Hierarchies of hate: Contextualising the role of media and technologies in disinformation and dehumanisation

Course Description:

Abstract: Social media are often accused of creating hate and disinformation, as if they, outside of their contexts are agentic in creating social conditions for dehumanisation. Collectively some media misrepresentations and the interactions that cohere around them form what has come to be known as the sphere of online hate and disinformation. Unquestionably, these tendencies are implicated in and part of material practices of discrimination and violence against marginalised groups. In this lecture we ask: Which groups are singled out for most online hate and what characterises these interactions and choices? Are global tech platforms controlling hateful disinformation adequately through algorithms and AI-based moderation? And is hateful misinformation largely a matter of media illiterate publics or is something more systematic going on? Connecting half a decade of empirical research into the circulation of disinformation and misinformation about minoritised and racialised groups in countries as disparate as Brazil, India, Myanmar and the U.K. with histories of misogynist, colonial and caste violence, this lecture examines the intersectional politics of hate online through close textual analysis and interviews with those who encounter most hate online. The underlying political economic and ideological roots of this avalanche of violent disinformation must be understood and subjected to critical analysis in order to move towards equitable and sustainable futures in the social and representational fields.

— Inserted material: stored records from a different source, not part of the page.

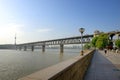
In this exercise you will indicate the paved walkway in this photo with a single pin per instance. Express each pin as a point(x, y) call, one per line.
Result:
point(104, 67)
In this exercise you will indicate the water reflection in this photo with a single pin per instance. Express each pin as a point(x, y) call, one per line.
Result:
point(16, 64)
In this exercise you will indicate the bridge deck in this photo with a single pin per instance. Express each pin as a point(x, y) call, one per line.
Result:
point(104, 67)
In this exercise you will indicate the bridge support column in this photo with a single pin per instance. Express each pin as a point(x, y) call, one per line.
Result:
point(43, 48)
point(61, 48)
point(32, 48)
point(20, 48)
point(25, 48)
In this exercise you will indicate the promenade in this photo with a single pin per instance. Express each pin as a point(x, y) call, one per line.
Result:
point(104, 66)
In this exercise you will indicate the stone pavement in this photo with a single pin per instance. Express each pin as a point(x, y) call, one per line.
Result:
point(104, 67)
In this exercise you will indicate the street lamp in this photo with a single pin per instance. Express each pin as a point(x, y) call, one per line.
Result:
point(81, 31)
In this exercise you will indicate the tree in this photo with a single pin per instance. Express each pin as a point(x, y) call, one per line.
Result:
point(94, 40)
point(117, 43)
point(87, 46)
point(102, 41)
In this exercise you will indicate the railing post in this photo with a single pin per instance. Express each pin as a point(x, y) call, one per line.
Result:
point(61, 48)
point(43, 48)
point(32, 48)
point(25, 48)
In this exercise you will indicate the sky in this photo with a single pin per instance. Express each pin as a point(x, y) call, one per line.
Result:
point(39, 20)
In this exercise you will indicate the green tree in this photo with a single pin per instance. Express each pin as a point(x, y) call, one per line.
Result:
point(117, 43)
point(94, 40)
point(87, 46)
point(102, 41)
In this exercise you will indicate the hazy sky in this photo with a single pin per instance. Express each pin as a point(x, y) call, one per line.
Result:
point(36, 20)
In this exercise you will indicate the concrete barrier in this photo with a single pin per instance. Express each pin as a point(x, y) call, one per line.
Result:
point(72, 69)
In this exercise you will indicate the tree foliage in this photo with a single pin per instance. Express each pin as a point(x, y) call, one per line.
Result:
point(94, 41)
point(87, 46)
point(117, 43)
point(101, 41)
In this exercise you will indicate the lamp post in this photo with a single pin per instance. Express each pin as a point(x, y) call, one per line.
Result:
point(81, 31)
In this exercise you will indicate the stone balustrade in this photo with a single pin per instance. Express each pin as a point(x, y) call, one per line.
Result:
point(72, 69)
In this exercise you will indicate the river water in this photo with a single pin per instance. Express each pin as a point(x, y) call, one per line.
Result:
point(16, 64)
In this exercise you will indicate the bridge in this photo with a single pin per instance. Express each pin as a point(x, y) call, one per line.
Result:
point(65, 41)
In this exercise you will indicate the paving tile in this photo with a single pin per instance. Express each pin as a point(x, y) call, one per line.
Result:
point(103, 67)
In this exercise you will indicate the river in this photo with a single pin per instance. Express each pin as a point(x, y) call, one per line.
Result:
point(15, 64)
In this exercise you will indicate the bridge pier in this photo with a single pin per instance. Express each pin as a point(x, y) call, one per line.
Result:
point(32, 48)
point(20, 48)
point(61, 48)
point(25, 48)
point(43, 48)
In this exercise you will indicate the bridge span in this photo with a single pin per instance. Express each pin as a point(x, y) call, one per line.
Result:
point(61, 42)
point(64, 41)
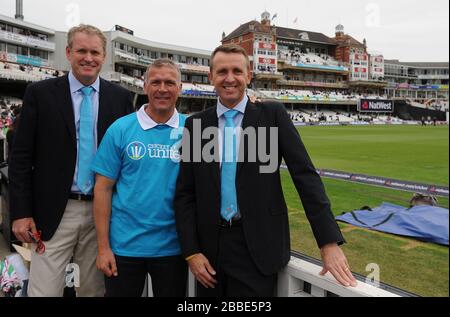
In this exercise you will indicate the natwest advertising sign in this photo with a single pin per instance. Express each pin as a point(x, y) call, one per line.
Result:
point(270, 61)
point(375, 105)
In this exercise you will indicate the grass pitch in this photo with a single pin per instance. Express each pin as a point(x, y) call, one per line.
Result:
point(402, 152)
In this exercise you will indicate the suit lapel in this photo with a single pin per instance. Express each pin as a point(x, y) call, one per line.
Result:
point(103, 109)
point(65, 105)
point(250, 120)
point(213, 121)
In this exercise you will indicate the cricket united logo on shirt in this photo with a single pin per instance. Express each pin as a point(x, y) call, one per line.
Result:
point(136, 151)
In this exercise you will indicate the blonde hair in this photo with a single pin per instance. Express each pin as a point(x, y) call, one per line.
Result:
point(88, 29)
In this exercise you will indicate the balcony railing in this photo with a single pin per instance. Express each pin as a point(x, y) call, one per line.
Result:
point(301, 279)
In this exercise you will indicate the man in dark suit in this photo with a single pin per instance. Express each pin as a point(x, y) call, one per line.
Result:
point(51, 182)
point(231, 215)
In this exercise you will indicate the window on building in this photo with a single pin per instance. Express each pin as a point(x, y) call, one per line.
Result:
point(12, 49)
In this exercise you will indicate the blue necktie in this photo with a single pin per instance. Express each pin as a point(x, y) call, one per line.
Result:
point(229, 207)
point(86, 149)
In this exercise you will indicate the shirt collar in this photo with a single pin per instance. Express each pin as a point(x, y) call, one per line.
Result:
point(241, 106)
point(148, 123)
point(75, 84)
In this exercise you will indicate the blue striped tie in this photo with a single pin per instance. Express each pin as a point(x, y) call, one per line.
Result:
point(85, 177)
point(229, 206)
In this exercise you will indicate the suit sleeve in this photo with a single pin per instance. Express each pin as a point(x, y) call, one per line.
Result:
point(307, 182)
point(20, 170)
point(185, 198)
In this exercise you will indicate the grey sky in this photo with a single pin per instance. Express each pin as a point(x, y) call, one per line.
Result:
point(409, 30)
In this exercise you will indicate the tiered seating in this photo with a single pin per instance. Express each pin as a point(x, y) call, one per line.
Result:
point(12, 71)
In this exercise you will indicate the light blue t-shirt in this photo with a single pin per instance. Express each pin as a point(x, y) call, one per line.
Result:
point(144, 160)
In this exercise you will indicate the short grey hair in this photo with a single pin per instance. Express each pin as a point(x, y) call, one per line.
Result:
point(88, 29)
point(163, 62)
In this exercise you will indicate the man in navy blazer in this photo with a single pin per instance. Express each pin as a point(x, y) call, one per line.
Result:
point(46, 199)
point(241, 256)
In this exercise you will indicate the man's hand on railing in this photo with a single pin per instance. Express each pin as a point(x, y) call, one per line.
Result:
point(106, 262)
point(22, 227)
point(202, 270)
point(335, 262)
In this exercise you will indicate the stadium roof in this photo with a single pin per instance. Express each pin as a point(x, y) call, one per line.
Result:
point(418, 64)
point(27, 25)
point(347, 40)
point(281, 32)
point(146, 44)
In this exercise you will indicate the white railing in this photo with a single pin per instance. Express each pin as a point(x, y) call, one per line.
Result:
point(291, 283)
point(292, 280)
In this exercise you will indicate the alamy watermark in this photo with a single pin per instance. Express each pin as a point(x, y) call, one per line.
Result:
point(72, 277)
point(253, 144)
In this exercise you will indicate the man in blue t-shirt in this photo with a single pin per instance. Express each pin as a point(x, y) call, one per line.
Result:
point(137, 166)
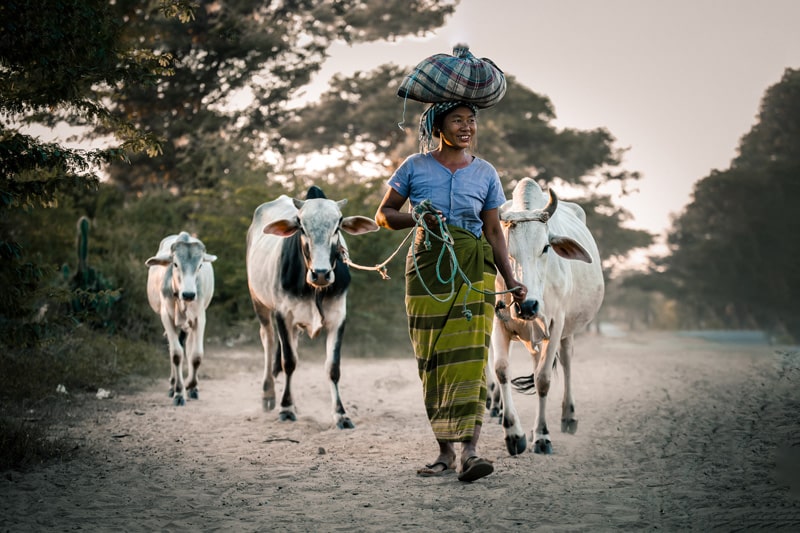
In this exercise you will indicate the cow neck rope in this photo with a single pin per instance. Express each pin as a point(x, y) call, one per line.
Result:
point(418, 213)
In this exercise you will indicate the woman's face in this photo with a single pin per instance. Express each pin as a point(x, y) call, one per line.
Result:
point(459, 127)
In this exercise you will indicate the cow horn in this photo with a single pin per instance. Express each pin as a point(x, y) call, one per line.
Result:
point(551, 206)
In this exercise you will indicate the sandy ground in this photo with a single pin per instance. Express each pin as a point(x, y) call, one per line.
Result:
point(675, 434)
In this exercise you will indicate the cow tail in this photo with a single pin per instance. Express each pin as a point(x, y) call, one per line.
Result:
point(524, 384)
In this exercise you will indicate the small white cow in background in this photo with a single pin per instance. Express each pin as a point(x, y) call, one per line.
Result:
point(556, 257)
point(180, 285)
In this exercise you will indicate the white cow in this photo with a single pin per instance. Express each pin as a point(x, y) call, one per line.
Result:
point(180, 285)
point(556, 257)
point(298, 282)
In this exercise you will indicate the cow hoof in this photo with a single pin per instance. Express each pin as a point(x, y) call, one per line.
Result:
point(569, 426)
point(287, 416)
point(516, 445)
point(345, 423)
point(543, 446)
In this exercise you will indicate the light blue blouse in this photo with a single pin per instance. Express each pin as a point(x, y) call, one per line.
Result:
point(459, 195)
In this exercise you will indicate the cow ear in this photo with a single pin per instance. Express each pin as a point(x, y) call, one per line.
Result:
point(569, 248)
point(281, 228)
point(159, 260)
point(357, 225)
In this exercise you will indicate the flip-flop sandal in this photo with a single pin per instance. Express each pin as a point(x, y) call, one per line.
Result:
point(431, 469)
point(475, 468)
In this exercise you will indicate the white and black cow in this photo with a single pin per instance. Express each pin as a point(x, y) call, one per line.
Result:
point(298, 281)
point(180, 285)
point(556, 257)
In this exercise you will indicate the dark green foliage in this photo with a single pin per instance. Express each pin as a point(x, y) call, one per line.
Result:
point(24, 444)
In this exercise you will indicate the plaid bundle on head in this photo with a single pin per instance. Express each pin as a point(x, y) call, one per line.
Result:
point(459, 77)
point(427, 119)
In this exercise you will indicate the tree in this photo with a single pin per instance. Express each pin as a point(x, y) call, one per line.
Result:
point(731, 257)
point(357, 121)
point(240, 66)
point(59, 59)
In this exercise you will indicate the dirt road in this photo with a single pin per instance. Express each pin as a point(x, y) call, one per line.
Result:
point(675, 434)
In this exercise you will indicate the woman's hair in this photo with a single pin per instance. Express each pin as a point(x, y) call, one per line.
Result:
point(431, 121)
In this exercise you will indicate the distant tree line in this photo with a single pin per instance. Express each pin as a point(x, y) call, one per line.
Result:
point(734, 258)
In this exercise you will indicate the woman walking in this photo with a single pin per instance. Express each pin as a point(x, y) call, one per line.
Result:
point(450, 319)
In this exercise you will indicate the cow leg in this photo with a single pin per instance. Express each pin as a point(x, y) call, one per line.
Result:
point(512, 427)
point(494, 402)
point(267, 333)
point(544, 372)
point(194, 355)
point(288, 341)
point(176, 354)
point(333, 369)
point(568, 422)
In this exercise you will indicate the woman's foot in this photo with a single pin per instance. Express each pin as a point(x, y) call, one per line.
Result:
point(444, 464)
point(475, 468)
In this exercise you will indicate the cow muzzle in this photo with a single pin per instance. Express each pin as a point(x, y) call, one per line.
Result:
point(320, 278)
point(527, 310)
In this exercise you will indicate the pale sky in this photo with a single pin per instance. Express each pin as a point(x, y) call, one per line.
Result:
point(678, 82)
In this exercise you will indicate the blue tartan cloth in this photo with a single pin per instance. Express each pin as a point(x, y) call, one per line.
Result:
point(461, 76)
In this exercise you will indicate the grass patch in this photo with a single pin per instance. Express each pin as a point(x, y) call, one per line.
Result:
point(24, 444)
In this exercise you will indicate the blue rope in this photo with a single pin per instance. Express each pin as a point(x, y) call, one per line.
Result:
point(447, 252)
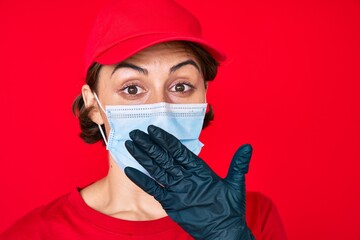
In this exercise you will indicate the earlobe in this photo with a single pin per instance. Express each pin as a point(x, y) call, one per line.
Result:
point(90, 102)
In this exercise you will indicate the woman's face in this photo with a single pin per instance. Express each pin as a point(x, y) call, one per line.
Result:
point(161, 73)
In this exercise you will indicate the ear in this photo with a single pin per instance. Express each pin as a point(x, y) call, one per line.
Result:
point(90, 102)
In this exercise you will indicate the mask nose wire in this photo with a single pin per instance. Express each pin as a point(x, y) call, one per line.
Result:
point(100, 128)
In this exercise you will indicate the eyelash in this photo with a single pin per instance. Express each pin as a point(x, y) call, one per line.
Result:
point(192, 87)
point(131, 85)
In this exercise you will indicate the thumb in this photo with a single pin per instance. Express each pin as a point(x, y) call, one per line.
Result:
point(239, 166)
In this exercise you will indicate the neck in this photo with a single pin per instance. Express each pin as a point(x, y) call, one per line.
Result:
point(117, 196)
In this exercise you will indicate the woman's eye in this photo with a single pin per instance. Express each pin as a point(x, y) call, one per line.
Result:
point(181, 87)
point(132, 90)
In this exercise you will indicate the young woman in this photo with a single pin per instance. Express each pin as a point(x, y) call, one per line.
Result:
point(147, 69)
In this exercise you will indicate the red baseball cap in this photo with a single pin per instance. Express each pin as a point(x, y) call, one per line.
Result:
point(125, 27)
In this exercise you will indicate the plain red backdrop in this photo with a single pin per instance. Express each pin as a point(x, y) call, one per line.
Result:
point(290, 88)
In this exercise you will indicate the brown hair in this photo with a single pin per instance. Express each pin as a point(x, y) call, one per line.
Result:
point(90, 132)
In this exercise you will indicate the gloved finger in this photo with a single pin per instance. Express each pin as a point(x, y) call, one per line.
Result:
point(145, 183)
point(239, 166)
point(147, 162)
point(143, 141)
point(175, 148)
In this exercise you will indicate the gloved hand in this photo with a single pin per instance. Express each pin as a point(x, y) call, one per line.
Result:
point(203, 204)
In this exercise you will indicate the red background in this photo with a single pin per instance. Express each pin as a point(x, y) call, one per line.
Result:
point(290, 88)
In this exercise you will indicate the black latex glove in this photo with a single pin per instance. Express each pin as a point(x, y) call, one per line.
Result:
point(203, 204)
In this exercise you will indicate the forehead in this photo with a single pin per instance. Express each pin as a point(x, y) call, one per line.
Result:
point(173, 50)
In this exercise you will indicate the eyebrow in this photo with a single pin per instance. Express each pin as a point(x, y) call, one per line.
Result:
point(145, 71)
point(187, 62)
point(129, 65)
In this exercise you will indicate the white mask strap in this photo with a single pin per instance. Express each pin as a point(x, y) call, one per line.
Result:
point(100, 128)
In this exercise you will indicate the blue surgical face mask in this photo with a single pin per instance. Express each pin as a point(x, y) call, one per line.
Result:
point(184, 121)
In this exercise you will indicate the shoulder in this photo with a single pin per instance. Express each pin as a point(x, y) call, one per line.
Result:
point(263, 217)
point(40, 218)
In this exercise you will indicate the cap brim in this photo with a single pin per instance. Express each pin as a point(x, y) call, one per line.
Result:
point(125, 49)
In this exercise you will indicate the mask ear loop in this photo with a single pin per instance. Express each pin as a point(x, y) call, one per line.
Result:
point(100, 128)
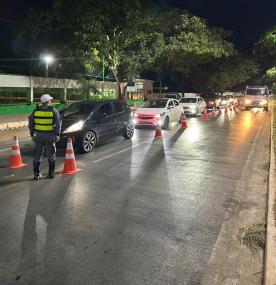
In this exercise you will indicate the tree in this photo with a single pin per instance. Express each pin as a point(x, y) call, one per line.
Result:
point(265, 50)
point(189, 42)
point(115, 32)
point(224, 74)
point(270, 78)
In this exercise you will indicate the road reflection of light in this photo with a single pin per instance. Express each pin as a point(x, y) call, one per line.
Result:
point(193, 134)
point(247, 122)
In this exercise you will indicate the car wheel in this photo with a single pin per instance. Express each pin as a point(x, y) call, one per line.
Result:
point(88, 142)
point(166, 123)
point(128, 134)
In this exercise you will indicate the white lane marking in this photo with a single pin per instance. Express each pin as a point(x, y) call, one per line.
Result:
point(5, 149)
point(9, 176)
point(118, 152)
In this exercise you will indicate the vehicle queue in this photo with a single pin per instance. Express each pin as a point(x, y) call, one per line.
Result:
point(88, 122)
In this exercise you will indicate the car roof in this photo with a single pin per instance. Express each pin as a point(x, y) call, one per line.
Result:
point(97, 102)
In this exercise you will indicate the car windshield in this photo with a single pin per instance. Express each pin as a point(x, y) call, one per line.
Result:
point(209, 96)
point(256, 91)
point(155, 104)
point(188, 100)
point(79, 109)
point(172, 96)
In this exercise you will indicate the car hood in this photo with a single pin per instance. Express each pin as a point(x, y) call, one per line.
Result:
point(188, 104)
point(71, 120)
point(153, 111)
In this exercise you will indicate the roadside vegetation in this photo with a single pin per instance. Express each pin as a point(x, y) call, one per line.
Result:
point(124, 40)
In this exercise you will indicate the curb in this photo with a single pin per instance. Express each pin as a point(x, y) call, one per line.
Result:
point(270, 249)
point(13, 125)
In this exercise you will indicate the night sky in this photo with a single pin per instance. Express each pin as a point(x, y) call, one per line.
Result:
point(247, 19)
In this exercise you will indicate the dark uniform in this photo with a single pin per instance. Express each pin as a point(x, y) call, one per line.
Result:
point(44, 125)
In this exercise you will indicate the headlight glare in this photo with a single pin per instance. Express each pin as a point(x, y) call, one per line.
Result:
point(75, 127)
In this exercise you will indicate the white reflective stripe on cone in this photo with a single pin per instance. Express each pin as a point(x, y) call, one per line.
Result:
point(16, 143)
point(69, 146)
point(69, 156)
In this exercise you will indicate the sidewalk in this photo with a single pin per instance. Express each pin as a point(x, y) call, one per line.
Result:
point(270, 253)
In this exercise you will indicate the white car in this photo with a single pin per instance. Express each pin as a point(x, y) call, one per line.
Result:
point(193, 105)
point(158, 112)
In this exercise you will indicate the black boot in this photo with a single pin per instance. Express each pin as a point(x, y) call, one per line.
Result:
point(37, 174)
point(51, 173)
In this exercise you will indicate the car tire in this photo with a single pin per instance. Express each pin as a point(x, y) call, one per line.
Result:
point(87, 142)
point(128, 134)
point(166, 123)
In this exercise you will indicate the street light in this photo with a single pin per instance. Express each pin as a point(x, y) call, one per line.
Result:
point(48, 59)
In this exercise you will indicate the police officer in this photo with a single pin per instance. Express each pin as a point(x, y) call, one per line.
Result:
point(44, 125)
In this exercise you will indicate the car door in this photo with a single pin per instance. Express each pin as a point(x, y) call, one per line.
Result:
point(171, 111)
point(120, 117)
point(177, 110)
point(105, 120)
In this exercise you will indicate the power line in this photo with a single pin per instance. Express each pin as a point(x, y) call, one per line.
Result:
point(27, 59)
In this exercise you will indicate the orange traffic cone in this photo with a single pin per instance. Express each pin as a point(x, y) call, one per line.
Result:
point(205, 116)
point(158, 132)
point(184, 123)
point(15, 160)
point(70, 166)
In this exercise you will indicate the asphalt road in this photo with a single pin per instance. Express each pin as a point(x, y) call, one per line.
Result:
point(143, 211)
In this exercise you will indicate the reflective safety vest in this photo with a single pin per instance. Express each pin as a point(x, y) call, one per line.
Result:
point(44, 120)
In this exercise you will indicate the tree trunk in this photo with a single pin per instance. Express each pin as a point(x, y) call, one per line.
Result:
point(122, 91)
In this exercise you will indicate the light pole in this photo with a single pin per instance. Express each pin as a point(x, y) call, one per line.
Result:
point(48, 59)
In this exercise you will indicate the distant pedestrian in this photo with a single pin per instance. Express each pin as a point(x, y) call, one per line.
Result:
point(45, 125)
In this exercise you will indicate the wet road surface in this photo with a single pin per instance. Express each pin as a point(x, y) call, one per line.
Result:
point(143, 211)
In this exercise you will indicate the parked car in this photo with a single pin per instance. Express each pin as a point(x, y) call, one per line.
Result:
point(158, 112)
point(193, 105)
point(88, 122)
point(225, 101)
point(212, 100)
point(176, 96)
point(256, 97)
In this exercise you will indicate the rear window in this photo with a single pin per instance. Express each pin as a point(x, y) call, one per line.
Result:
point(188, 100)
point(79, 108)
point(155, 104)
point(118, 107)
point(256, 91)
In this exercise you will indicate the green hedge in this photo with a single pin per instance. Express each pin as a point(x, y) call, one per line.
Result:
point(9, 110)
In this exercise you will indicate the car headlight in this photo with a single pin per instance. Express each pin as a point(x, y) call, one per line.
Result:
point(158, 116)
point(264, 102)
point(74, 128)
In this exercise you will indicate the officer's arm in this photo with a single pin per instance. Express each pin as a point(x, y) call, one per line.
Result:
point(57, 123)
point(31, 123)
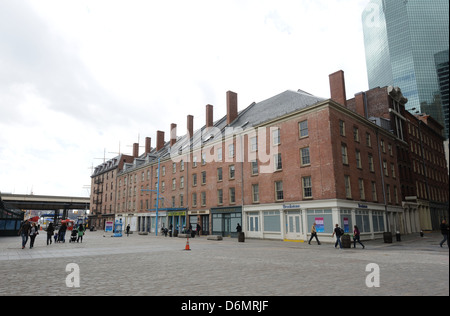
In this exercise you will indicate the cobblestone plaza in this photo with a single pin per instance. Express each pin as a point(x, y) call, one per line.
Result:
point(160, 266)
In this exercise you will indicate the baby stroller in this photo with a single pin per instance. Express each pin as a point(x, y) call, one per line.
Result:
point(73, 235)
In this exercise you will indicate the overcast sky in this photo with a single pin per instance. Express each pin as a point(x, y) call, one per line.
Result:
point(86, 77)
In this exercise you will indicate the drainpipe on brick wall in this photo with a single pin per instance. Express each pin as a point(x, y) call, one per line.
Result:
point(382, 180)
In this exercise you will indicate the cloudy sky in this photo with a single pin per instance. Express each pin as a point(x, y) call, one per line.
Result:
point(82, 79)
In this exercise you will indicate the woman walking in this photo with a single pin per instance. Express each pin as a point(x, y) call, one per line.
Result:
point(50, 232)
point(356, 237)
point(80, 233)
point(313, 234)
point(33, 233)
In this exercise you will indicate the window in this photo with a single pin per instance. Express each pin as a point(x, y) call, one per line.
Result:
point(303, 129)
point(388, 192)
point(254, 167)
point(203, 177)
point(374, 192)
point(203, 198)
point(279, 191)
point(371, 165)
point(355, 134)
point(276, 134)
point(358, 159)
point(253, 144)
point(220, 196)
point(368, 140)
point(341, 128)
point(278, 163)
point(348, 188)
point(344, 154)
point(232, 192)
point(255, 193)
point(231, 151)
point(181, 182)
point(305, 157)
point(231, 171)
point(362, 194)
point(307, 187)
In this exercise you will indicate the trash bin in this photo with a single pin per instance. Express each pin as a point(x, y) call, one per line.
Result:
point(387, 236)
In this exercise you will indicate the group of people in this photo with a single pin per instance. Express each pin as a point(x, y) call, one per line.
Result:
point(339, 232)
point(31, 230)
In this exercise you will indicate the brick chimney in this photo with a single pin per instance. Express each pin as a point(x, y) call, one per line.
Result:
point(190, 126)
point(148, 145)
point(209, 116)
point(231, 106)
point(337, 88)
point(159, 140)
point(173, 134)
point(135, 150)
point(359, 104)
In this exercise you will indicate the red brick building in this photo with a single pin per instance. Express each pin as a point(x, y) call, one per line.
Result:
point(278, 166)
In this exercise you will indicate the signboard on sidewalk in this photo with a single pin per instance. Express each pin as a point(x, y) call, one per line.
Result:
point(109, 226)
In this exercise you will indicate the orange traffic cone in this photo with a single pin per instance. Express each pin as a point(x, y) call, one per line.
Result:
point(187, 245)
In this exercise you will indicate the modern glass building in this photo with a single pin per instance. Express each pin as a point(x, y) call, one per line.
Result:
point(402, 39)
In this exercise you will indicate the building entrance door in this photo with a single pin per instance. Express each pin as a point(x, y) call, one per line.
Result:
point(294, 225)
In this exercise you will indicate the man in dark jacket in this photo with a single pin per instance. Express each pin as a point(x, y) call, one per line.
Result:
point(444, 232)
point(24, 231)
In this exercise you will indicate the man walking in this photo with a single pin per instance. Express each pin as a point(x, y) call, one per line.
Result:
point(444, 232)
point(313, 234)
point(24, 231)
point(339, 232)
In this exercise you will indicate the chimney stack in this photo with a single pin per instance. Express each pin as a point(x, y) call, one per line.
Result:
point(148, 145)
point(231, 106)
point(190, 126)
point(360, 104)
point(337, 88)
point(173, 134)
point(135, 150)
point(159, 140)
point(209, 116)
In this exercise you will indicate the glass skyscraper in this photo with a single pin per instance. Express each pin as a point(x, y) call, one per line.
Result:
point(407, 44)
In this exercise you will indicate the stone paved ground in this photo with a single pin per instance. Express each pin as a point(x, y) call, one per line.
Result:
point(149, 265)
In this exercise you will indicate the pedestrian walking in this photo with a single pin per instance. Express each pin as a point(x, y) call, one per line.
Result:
point(24, 231)
point(50, 231)
point(81, 230)
point(338, 232)
point(444, 232)
point(313, 234)
point(356, 237)
point(62, 233)
point(33, 233)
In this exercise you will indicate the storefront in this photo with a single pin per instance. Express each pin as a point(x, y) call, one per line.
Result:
point(201, 218)
point(225, 220)
point(177, 219)
point(293, 221)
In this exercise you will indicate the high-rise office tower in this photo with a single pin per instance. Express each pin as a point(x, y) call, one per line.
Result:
point(407, 44)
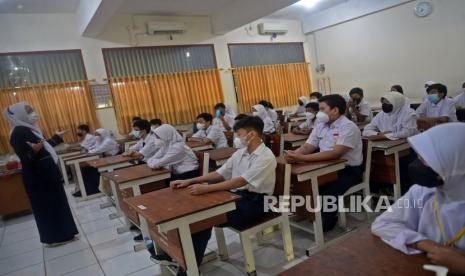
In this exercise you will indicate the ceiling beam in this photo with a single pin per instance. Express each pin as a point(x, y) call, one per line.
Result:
point(93, 15)
point(242, 12)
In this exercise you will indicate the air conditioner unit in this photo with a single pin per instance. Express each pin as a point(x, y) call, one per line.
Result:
point(271, 28)
point(171, 27)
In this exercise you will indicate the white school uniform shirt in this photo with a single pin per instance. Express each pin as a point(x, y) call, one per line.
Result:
point(214, 134)
point(88, 141)
point(257, 168)
point(106, 145)
point(444, 108)
point(408, 224)
point(147, 146)
point(273, 115)
point(365, 109)
point(174, 154)
point(229, 119)
point(460, 100)
point(401, 121)
point(341, 132)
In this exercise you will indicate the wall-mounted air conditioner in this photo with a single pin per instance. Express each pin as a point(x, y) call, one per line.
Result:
point(170, 27)
point(272, 28)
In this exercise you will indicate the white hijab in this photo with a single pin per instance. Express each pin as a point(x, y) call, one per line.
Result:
point(17, 115)
point(442, 147)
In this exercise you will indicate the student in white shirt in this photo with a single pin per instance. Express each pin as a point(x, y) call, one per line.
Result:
point(222, 120)
point(437, 108)
point(147, 145)
point(106, 143)
point(250, 173)
point(260, 111)
point(460, 98)
point(315, 96)
point(300, 110)
point(398, 88)
point(87, 140)
point(358, 110)
point(336, 137)
point(395, 121)
point(154, 124)
point(270, 111)
point(174, 154)
point(306, 127)
point(209, 134)
point(430, 219)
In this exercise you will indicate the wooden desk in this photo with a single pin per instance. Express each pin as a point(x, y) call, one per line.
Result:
point(293, 141)
point(76, 162)
point(198, 146)
point(109, 164)
point(132, 181)
point(390, 148)
point(64, 153)
point(311, 171)
point(178, 210)
point(361, 254)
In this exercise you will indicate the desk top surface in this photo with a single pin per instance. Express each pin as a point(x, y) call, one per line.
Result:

Bio: Shakuntala Banaji, PhD, is Professor of Media, Culture and Social Change and Programme Director for the MSc in Media, Communication and Development in the Department of Media and Communications at the London School of Economics and Political Science. Professor Banaji’s research addresses the intersection between socio-political contexts, media, identities and participation. Her focus is twofold: first on the lives of children and young people in different geographical and class contexts, with a critical take on the ways in which rhetorical conceptions of citizenship, development, engagement and digital media construct the notion of agency, and position child and youth subjectivities. This work is currently tracing children and young people’s responses to climate crisis and disinformation worldwide. And second, on the ways in which historical propaganda and current misinformation, disinformation and hate speech are reconfiguring the public spheres of India, the UK and other nations. She has been teaching for 30 years, winning numerous awards including the fourth European Award for Excellence in Teaching in the Social Sciences and Humanities, and the Diener Prize, awarded by Central European University, Budapest, Hungary. Professor Banaji is the author, co-author or editor of 6 books and over 70 papers and monographs, including Children and Media in India (Routledge, 2017) and Youth Active Citizenship in Europe (Palgrave 2020). Her book Social Media and Hate with Ram Bhat (Routledge, 2022) theorises the social and psychological repercussions of the landscape of disinformation and trolling in the U.K., India, Brazil and Myanmar with particular attention to the connections between contemporary and historical racism, discrimination, marginalisation and violence.